Nach einer Operation am Bein löste sich ein Blutgerinnsel, wanderte zum Herzen und - das war's.
Den Flug nach London bekomme ich kaum mit. Wie benebelt starre ich die ganze Zeit aus dem Fenster auf die endlose Wolkenfront. Irgendjemand hat mir für die Beerdigung ein schwarzes Kleid mit kurzen Ärmeln rausgelegt. Vielleicht war es Ilona, vielleicht auch jemand anderes. Ich trage das Kleid. Ich trage auch den kleinen Hut mit einem dämlichen, schwarzen Schleier und schwarze Lackschuhe. Das ist mir alles egal.
Sie kann nicht einfach so weg sein.
LONDON, GROSSBRITANNIEN
Als ich am Flughafen ankomme, erwarte ich halb, das Will und Martha mich abholen kommen, aber da steht nur mein Cousin. Martha ist weit und breit nicht in Sicht. Da trifft es mich wieder.
Sie ist nicht da. Sie wird mich nie wieder in eine ihrer kräftigen Umarmungen ziehen, nie wieder Will herumkommandieren, mich nie wieder mit diesem Lächeln ansehen, dass ihre Lachfalten um die Augen hervortreten. Ich fühle mich hilflos, wie damals, als Mum gestorben ist - und jetzt auch noch Martha. Warum ist das alles nur so unfair?

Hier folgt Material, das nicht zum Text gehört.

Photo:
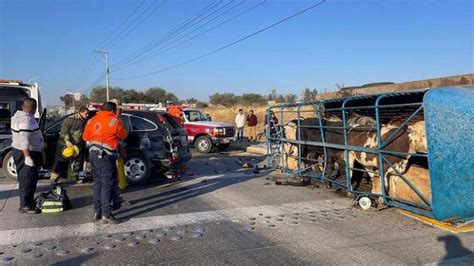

In Marthas Haus - das nun nicht mehr ihres ist - warten schon viele, schwarzgekleidete Menschen. Auf dem Kaminsims steht eine schlichte Urne. Alles in mir ist leer. Sollte ich nicht traurig sein? Wer sind diese ganzen Leute bloß? Vielleicht weiß ich einfach nicht genug über Martha, vielleicht wusste ich das nie.
»Die Beisetzung ist erst in zwei Stunden«, flüstert Will mir zu. »Du hast noch etwas Zeit. Vielleicht willst du dich nochmal ... umsehen?«
Ich nicke wie in Trance. Aber das kann ich mir nicht antun. Hier sind zu viele Erinnerungen. Doch nach einer Weile bin ich es leid, nur auf dem Sofa mit dem hässlichen Blümchenmuster zu sitzen. Ich ertrage die Stimmung hier drin einfach nicht mehr.
Also gehe ich raus. Ich laufe die Straßen entlang, nehme die Welt um mich herum aber nur gedämpft war. Auf einmal fällt mir ein, woher ich dieses Gefühl der Leere noch kenne: von Lokis Gedankenbann. Ich stoße aus Versehen gegen jemanden.
»'Tschuldigung«, nuschele ich kaum hörbar und sehe kurz auf.
»Na, wenn das nicht Judy Stark ist«, sagt eines der Mädchen herablassend. Die vier tragen zwar keine Schuluniform, aber trotzdem weiß ich, wer sie sind. Und dieses Gesicht, das aussieht wie ein zermatschter Pfirsich, würde ich überall wiedererkennen. »Denkst wohl, du bist zu berühmt, um anderen Leuten Platz zu machen, hm?«
»Lass gut sein, Paige«, sagt ein anderes Mädchen leise. Ihre Augen huschen nervös zu mir.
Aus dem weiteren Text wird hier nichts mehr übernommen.